US 11,941,706 B2
Machine learning system for summarizing tax documents with non-structured portions
Geralyn R. Hurd, Chicago, IL (US); Nathaniel J. Jones, Grand Rapids, MI (US); Camron Momeni, Chicago, IL (US); and Justin A. Bass, Chicago, IL (US)
Assigned to K1X, Inc., Chicago, IL (US)
Filed by K1X, Inc., Chicago, IL (US)
Filed on Sep. 16, 2019, as Appl. No. 16/571,775.
Prior Publication US 2021/0082062 A1, Mar. 18, 2021
Int. Cl. G06Q 30/00 (2023.01); G06N 20/00 (2019.01); G06Q 40/12 (2023.01); G06V 30/19 (2022.01); G06V 30/412 (2022.01); G06V 30/10 (2022.01)

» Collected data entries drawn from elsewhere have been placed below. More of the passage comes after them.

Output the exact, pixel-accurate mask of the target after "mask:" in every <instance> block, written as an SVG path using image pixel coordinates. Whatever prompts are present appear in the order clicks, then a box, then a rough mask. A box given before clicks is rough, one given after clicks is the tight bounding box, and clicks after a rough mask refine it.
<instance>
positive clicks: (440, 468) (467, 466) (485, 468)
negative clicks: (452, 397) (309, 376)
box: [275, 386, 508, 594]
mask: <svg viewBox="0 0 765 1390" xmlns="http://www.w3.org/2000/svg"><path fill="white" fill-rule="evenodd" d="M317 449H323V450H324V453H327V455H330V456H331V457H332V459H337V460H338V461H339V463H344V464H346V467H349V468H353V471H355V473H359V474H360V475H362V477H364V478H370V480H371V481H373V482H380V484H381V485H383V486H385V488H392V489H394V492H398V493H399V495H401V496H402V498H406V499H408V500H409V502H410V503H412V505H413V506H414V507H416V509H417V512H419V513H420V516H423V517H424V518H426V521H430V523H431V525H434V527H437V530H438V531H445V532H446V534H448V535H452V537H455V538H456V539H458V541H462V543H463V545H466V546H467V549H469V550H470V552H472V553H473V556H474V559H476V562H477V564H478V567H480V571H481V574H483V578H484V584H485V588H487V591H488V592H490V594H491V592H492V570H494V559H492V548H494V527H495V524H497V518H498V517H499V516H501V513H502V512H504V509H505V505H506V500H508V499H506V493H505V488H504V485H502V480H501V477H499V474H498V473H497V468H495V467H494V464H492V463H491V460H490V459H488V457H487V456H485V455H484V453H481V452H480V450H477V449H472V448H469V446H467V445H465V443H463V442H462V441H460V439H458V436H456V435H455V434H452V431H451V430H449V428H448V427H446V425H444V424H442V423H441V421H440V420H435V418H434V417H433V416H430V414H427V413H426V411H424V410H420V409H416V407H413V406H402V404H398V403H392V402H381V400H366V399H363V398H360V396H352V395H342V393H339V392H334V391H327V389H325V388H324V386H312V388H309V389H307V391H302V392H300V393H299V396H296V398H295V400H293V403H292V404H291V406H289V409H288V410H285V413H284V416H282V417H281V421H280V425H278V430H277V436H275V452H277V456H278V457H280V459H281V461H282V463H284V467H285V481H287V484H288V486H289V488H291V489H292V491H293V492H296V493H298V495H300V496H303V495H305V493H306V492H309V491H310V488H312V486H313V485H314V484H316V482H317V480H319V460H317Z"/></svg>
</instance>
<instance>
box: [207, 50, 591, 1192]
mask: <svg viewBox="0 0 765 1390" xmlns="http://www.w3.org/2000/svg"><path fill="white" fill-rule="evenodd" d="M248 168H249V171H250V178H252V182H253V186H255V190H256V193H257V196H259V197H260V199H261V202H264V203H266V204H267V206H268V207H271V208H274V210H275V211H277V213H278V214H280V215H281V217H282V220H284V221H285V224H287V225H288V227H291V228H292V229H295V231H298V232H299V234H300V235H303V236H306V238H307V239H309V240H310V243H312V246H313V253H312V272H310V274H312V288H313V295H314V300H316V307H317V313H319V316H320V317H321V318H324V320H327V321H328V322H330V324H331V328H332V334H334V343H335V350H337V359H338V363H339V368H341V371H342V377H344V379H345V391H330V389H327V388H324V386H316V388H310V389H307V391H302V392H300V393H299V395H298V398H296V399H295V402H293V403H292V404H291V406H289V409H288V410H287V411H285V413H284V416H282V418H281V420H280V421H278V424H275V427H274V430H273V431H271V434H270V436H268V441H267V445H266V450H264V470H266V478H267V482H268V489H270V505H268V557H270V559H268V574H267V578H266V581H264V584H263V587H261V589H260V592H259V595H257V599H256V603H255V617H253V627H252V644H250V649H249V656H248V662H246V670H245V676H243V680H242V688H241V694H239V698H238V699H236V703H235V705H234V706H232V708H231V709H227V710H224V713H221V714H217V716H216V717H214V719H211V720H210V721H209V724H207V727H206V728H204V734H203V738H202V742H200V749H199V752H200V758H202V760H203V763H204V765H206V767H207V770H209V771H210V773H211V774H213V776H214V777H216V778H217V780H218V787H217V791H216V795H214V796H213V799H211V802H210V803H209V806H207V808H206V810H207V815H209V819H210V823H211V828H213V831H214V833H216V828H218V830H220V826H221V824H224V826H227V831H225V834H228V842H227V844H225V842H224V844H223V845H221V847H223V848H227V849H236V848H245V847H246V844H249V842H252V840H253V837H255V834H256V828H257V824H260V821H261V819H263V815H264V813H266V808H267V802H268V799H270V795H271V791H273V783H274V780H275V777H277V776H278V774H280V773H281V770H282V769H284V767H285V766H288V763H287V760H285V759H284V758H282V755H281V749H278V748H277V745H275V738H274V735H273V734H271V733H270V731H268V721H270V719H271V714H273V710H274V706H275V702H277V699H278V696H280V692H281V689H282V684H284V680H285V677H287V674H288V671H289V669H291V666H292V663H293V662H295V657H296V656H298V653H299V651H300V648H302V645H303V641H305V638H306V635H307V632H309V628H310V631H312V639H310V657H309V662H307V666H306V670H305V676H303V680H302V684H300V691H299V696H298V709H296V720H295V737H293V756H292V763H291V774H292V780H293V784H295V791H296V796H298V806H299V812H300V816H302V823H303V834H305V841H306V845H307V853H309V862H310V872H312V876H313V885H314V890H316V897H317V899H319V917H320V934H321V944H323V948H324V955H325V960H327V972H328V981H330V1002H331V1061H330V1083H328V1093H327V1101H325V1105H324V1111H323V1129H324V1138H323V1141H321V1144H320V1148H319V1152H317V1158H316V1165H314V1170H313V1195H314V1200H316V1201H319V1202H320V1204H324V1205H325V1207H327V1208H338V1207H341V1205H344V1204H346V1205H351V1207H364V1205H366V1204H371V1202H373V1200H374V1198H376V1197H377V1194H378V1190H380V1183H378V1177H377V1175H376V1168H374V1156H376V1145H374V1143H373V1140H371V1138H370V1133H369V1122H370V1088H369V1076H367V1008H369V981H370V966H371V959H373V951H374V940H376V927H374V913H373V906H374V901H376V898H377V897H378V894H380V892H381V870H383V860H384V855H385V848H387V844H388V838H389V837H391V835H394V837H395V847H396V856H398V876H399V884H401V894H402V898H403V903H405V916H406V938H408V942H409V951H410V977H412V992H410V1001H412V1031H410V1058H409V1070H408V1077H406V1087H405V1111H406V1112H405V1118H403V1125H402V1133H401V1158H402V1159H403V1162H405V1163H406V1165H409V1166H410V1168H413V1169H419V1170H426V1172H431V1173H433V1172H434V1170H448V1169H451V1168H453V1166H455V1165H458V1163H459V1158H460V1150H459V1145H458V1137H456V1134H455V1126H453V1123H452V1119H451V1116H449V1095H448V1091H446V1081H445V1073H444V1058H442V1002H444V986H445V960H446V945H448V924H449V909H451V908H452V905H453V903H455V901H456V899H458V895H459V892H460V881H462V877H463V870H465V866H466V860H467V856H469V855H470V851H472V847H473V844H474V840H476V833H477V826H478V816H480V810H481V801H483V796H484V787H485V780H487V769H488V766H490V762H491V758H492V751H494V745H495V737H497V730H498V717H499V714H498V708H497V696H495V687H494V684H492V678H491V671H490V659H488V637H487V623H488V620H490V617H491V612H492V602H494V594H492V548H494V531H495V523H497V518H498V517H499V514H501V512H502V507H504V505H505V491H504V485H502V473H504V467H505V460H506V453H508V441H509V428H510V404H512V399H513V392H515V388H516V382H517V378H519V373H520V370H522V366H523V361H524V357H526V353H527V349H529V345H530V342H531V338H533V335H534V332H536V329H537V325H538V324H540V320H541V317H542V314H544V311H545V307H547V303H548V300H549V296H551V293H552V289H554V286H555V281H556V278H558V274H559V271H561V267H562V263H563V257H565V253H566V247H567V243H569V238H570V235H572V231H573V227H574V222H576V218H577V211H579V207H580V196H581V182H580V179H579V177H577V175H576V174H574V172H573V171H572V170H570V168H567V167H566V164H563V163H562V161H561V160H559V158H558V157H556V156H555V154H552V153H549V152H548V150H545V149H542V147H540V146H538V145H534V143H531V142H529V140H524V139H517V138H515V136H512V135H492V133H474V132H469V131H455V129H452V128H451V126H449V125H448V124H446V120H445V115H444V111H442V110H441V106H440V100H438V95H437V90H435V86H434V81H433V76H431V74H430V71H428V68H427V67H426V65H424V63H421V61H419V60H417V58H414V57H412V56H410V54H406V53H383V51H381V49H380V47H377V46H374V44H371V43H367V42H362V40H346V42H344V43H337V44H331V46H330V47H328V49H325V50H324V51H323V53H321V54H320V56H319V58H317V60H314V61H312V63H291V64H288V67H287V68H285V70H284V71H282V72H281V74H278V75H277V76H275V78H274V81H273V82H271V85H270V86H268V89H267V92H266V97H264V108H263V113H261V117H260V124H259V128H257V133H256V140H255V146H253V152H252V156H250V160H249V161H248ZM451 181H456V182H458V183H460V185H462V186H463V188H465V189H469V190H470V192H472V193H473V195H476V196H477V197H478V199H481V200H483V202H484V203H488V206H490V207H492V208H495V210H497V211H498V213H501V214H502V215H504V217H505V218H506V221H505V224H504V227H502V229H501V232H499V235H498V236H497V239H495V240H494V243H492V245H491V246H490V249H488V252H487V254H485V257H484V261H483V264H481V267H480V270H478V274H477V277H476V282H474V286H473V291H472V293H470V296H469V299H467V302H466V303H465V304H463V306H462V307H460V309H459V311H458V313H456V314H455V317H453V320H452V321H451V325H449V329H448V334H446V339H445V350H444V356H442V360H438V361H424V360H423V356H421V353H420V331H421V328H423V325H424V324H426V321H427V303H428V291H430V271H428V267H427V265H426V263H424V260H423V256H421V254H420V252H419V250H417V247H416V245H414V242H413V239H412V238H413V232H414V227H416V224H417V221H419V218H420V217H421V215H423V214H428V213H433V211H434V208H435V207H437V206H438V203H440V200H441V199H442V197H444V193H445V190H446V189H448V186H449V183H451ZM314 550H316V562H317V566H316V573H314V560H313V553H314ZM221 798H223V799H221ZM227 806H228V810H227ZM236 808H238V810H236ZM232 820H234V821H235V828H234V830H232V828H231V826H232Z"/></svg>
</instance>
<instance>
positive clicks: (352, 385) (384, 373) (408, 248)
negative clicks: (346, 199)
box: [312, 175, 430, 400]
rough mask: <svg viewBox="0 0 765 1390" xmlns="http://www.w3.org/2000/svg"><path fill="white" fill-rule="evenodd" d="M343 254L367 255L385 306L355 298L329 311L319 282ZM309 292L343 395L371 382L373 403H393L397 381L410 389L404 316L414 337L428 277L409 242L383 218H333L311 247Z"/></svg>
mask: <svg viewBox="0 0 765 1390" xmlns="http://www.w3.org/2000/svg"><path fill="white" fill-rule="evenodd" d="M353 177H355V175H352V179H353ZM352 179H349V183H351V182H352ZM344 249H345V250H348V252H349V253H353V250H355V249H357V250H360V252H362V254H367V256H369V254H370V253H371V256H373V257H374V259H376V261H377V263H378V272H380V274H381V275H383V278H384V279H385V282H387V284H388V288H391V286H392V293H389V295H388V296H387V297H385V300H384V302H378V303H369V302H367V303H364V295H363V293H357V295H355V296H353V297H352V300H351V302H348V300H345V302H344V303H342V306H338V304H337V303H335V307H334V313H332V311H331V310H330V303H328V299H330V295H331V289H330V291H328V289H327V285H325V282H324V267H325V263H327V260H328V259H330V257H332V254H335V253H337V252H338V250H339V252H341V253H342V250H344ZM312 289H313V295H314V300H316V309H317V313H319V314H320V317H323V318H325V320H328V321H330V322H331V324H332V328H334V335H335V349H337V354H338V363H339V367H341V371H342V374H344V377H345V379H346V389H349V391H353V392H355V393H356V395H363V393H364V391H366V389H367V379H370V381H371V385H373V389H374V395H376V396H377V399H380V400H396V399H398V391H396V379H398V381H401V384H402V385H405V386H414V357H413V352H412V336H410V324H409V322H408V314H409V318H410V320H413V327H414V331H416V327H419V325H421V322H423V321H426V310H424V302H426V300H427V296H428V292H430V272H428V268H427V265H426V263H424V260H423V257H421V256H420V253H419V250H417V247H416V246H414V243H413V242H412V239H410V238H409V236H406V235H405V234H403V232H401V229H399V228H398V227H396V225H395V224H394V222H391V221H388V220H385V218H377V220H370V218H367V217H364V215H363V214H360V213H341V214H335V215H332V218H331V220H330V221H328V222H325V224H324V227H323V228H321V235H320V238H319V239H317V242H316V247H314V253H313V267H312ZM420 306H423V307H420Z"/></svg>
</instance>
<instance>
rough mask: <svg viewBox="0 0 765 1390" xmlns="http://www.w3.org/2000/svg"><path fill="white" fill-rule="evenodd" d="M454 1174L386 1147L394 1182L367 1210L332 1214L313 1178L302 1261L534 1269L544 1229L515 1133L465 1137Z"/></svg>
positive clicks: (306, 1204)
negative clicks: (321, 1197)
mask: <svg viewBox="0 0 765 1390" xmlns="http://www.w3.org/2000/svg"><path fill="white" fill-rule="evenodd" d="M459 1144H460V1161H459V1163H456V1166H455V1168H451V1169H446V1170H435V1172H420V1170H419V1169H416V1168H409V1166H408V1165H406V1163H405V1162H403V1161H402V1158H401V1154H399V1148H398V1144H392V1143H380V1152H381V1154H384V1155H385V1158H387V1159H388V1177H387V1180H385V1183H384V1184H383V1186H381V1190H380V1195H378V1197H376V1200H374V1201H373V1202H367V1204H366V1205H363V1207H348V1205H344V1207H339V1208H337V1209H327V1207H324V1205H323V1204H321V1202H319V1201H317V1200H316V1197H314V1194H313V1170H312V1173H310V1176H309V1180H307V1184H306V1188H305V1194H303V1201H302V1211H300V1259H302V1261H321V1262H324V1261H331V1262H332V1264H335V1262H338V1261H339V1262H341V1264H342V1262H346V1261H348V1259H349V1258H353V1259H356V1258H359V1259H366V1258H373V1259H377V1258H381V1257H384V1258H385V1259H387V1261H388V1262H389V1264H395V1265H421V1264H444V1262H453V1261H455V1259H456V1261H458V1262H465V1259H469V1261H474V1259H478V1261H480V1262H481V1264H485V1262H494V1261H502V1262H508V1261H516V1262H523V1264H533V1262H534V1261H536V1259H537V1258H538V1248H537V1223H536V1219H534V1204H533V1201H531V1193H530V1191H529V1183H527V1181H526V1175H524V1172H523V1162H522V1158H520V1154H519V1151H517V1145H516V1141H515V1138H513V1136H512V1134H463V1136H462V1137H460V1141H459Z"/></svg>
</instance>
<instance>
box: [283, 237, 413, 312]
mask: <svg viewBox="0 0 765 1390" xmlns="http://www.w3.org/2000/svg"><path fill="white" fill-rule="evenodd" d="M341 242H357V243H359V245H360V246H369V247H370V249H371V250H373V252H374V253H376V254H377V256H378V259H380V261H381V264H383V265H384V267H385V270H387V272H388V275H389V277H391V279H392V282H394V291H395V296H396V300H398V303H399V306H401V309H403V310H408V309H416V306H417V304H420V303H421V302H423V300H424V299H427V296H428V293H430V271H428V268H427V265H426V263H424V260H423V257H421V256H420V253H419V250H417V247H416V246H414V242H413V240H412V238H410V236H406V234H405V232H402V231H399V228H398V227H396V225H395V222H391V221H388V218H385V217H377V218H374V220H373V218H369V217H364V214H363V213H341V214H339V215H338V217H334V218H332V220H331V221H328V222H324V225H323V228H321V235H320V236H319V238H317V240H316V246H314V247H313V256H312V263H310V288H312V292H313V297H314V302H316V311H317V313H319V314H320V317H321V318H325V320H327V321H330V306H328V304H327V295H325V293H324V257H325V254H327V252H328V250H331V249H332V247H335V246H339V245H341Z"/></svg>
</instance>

CPC G06Q 40/123 (2013.12) [G06N 20/00 (2019.01); G06V 30/19167 (2022.01); G06V 30/19173 (2022.01); G06V 30/412 (2022.01); G06V 30/10 (2022.01)] 16 Claims
OG exemplary drawing
 
12. A method for summarizing tax documents that include an unstructured portion, the method comprising:
receiving a tax document that includes a structured facepage portion and an unstructured free form whitepaper portion;
identifying which portion of the tax document is the structured facepage portion and which portion is the unstructured whitepaper portion;
extracting a plurality of structured data elements from the structured facepage portion;
extracting, using a machine learning model, a plurality of unstructured data elements from the unstructured free form whitepaper portion, wherein the machine learning model is configured to target extraction of specific data elements from the unstructured free form whitepaper portion related to one or more of state apportionment, unrelated business taxable income(“UBTI”) data, and/or foreign disclosures from the whitepaper portion of the tax document;
generating, using a machine learning model, a confidence level associated with each extracted unstructured data element, wherein the confidence level represents a prediction on how likely the extracted unstructured data element was accurately extracted;
generating a document in an electronic interchange format that represents: (i) the plurality of extracted structured data elements from the structured facepage portion; (ii) the plurality of extracted unstructured data elements from the unstructured whitepaper portion; and (iii) the confidence level associated with each of the plurality of extracted unstructured data elements;
establishing a confidence level threshold and flag any extracted unstructured data elements with an associated confidence level below the confidence level threshold, wherein the confidence level threshold is user-adjustable;
adjusting one or more parameters of the machine learning model by: (i) training and/or re-training the machine learning model based on historical data extractions; (ii) generating, based on the training or re-training, a proposed threshold confidence level as to whether extracted data elements were correctly extracted; (iii) determining whether a user would like to adjust the confidence level; and (iv) adjusting the confidence level to a user-selected threshold level; and
wherein the plurality of extracted unstructured data elements in the electronic interchange format are organized into a data schema with: (1) one or more top-level fields including a form year, an entity name, an investor name or a filing date; (2) an array of data corresponding to one or more parts of the tax document; and (3) additional extracted fields including (a) state apportionment data, (b) unrelated business taxable income(“UBTI”) data, and/or (c) foreign disclosures data.